Beyza'nın avukatı Hüseyin Avni Durmuşoğlu iddianamenin hala yazılmadığını belirterek, "Kazayı işleyen şoför olan polis hakkında Cumhuriyet Başsavcılığı'na suç duyurusunda bulunduk.Bu suç duyurusuyla ilgili olarak müvekkilimizin zor durumda olduğunu, uzuv kayıplarıyla karşıya karşıya geldiğini beyninden ameliyat olduğunu belgelerini de sunduk.Fakat bu arada çıkan yasa gereği uzlaştırmacıya bütün davalar gönderildi.Yani adliyede devam eden ceza davalarıyla ilgili uzlaştırmacıya gönderme kararı verildi.Bizim davamız da cumhuriyet savcısının elinden uzlaştırmacıya gönderilmesine karar verildiği için epey bir zaman uzlaştırmacı arandı.Yeni bir sistem olduğu için hemen de bulunamadı. Uzlaştırmacı bulununca bizim de gayretimizle ulaştırıldı.Bu sefer de uzlaştırmacıdan cevap bekleme durumuna girdik.Benim müvekkilim uzlaştırma yapmak istemiyor dedim ancak bir ayı aşan bir zaman geçti.Maalesefki bir türlü raporu yazamadı uzlaştırmacı.Bu uzlaştırmacıyla ilgili konu bizim 3-4 ayımızı aldı.Şu an Bakırköy'de dosyamız.Bizim iddianeme hala yazılmadı" diye konuştu.

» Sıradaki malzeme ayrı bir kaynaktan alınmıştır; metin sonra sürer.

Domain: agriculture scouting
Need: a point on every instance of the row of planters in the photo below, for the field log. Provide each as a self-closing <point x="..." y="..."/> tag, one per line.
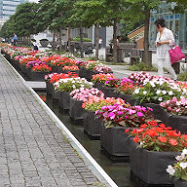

"POLİS OLAN ŞOFÖR YÜZDE YÜZ KUSURLU"
İddianeme yazıldıktan sonra dava açılacağını ifade eden Durmuşoğlu, "Evvela ceza davasının açılmasını istiyorum.Polis aracının şoförü olan polis yüzde yüz kusurlu.Burada suçlu olan tabii ki aracı kullanan kişi...Ama maddi ve manevi tazminat davası ayrıca açılacak. Bütün iddialar şoförün aleyhine...Olayla ilgili tutulan tutanaklar, alınan ifadeler polisler tarafından dürüstçe yazılmış.Polisin yüzde yüz kusurlu olduğu belli" şeklinde konuştu.